The plaintiff alleged that he was one of over 60,000 patients who had been “exposed to a risk of possible exposure to blood-borne pathogens due to unsafe injection practices” at a certain medical clinic.  Slip op. at 2.  Oddly, but predictably, plaintiff did not sue the actual perpetrators of these “unsafe” practices (who were already criminally prosecuted), but only the makers of the Propofol, who allegedly committed the heinous act of selling the drug in containers of a size approved by the FDA.  The drug was perfectly sterile until the incompetent doctors got ahold of it.

This just shows how kooky litigation has gotten these days.  Doctors don’t sterilize their instruments and who gets sued?  The drug that was used in the procedure.

Very predictably, the putative class representative didn’t allege any injury at all – or even actual exposure – only a “risk” of exposure.  He wanted some sort of testing, slip op. at 3, which was another of the problems with the litigation, since Nevada rejects medical monitoring as a cause of action.  Badillo v.
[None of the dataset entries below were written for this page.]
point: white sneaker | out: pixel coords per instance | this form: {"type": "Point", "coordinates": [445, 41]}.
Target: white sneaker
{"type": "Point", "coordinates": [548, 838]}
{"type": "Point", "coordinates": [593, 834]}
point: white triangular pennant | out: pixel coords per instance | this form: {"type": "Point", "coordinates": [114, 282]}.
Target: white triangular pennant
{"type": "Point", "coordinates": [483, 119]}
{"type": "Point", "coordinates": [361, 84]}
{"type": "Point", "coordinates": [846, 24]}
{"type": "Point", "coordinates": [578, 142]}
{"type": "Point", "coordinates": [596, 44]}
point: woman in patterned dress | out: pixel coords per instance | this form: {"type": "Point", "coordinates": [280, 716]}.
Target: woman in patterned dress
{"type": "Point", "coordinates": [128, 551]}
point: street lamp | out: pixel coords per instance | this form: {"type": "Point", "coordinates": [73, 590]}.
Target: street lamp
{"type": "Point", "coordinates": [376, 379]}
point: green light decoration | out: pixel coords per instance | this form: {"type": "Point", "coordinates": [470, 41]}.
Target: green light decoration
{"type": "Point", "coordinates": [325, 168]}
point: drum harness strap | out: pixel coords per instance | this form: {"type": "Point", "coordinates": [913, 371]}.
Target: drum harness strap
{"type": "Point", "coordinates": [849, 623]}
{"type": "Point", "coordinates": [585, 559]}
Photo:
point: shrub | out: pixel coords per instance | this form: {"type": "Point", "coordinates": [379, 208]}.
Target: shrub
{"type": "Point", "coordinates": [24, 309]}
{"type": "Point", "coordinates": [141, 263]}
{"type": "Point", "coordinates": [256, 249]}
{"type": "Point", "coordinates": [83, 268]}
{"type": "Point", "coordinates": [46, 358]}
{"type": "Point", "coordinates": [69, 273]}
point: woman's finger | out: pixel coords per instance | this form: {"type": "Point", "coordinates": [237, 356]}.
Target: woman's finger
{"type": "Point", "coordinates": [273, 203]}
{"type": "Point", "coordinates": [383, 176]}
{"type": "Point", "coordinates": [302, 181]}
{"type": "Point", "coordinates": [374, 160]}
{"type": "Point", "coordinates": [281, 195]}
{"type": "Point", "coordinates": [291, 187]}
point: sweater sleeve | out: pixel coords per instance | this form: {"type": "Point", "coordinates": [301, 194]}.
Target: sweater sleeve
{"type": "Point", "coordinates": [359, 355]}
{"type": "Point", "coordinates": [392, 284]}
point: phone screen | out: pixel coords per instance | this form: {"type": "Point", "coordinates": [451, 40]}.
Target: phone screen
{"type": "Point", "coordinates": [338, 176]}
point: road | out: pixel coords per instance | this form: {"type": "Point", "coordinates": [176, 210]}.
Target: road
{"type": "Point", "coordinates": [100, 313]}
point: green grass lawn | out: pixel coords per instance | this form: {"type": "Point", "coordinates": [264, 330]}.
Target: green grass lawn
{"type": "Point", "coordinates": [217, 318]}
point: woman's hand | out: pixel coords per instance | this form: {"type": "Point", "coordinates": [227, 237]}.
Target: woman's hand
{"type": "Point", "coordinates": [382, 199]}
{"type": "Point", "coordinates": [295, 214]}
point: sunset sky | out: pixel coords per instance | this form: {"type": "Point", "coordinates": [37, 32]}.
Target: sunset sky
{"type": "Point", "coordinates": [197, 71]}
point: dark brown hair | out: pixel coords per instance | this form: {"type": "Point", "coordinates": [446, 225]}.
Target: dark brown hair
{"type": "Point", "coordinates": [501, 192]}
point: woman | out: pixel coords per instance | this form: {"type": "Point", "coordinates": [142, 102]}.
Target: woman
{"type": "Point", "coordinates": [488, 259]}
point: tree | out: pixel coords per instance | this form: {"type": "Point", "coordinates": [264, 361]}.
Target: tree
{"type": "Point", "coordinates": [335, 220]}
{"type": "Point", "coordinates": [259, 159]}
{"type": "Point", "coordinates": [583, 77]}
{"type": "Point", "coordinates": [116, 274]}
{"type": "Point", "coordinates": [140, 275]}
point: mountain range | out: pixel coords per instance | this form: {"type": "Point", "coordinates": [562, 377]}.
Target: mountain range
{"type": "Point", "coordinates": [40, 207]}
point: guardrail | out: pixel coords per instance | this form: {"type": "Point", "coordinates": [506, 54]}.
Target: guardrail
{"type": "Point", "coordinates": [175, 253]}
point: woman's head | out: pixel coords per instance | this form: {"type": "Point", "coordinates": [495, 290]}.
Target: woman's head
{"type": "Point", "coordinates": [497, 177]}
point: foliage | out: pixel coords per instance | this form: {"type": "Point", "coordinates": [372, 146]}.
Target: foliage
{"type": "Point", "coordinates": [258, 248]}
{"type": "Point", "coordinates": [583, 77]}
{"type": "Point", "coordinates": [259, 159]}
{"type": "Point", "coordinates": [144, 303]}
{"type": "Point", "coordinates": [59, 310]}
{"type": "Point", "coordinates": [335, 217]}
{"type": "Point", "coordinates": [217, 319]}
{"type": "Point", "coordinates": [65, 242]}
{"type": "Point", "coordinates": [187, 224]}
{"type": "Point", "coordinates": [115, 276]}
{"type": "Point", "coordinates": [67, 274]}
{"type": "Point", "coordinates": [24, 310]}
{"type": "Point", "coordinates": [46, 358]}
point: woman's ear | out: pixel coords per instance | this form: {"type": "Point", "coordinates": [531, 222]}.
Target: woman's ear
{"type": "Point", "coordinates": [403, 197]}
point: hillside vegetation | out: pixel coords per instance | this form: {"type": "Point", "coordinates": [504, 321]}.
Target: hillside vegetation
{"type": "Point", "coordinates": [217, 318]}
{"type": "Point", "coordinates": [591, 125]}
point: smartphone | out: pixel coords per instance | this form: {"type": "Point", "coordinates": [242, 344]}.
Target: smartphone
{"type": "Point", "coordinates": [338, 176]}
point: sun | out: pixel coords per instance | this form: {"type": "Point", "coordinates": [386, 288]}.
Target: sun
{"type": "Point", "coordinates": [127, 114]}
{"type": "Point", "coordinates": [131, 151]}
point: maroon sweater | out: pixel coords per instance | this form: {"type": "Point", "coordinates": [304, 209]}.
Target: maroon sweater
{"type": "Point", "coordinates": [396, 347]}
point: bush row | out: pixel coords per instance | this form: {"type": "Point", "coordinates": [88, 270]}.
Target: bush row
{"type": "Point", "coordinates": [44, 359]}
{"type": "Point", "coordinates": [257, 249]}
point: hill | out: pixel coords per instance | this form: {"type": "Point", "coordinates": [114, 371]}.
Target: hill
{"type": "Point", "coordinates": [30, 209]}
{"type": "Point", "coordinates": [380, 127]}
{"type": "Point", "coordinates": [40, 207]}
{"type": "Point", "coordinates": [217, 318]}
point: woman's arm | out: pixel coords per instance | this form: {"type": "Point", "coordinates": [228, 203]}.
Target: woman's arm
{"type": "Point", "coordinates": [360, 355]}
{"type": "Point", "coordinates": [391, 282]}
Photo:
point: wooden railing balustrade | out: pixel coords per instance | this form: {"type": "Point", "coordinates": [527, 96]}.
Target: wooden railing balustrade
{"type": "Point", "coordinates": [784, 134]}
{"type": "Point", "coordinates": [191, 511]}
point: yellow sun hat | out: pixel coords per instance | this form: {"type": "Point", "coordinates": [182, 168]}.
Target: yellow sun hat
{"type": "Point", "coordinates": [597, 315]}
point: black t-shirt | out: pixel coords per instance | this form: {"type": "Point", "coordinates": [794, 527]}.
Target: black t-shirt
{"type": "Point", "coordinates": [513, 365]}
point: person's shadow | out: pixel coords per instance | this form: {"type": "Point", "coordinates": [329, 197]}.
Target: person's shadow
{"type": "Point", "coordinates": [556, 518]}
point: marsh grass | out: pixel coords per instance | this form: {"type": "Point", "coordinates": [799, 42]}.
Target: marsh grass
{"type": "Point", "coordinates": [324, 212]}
American Brands, Inc., 16 P.3d 435 (Nev. 2001).  See Slip op. at 8.  The only common issue we see is whether the plaintiff should be subject to Rule 11 sanctions.

But we digress.

Class certification was denied on numerous grounds:

(1) The class definition was garbage.  The mere fact of membership in the supposed class could not be determined without an individualized inquiry – indeed, no fewer than five individualized questions had to be answered before class membership alone could be ascertained, which must be some sort of record.  Slip op. at 5-6.

(2) The class representative was inadequate.  Specifically he was a bankrupt who no longer had standing to bring any claims, as they were now the property of the bankruptcy estate.  Slip op. at 6.  We’d be interested to know whether he listed the claim as an asset in his bankruptcy filings, since most plaintiffs we’ve seen in similar situations don’t do that either.

(3) The class representative was doubly inadequate.  Not only was he a deadbeat, but he split his causes of action, opting only for the no-injury claims (that don’t exist under Nevada law), and thus exposing everyone else to losing other claims for more important (if less amenable to class action treatment) injuries.  Slip op. at 6-7.

(4) Common issues did not predominate. There were scads of individual issues:  product exposure, disease exposure, product identification, differences in product characteristics, alternative causation, differing treatments, differing exposures, and damages, to name a few.  Slip op. at 7-8.

(5) Emotional distress damages, as a matter of law, are not amenable to class action treatment.  Slip op. at 9.

We’ll be adding Rader to our ever lengthening cheat sheet of class action denials (federal division).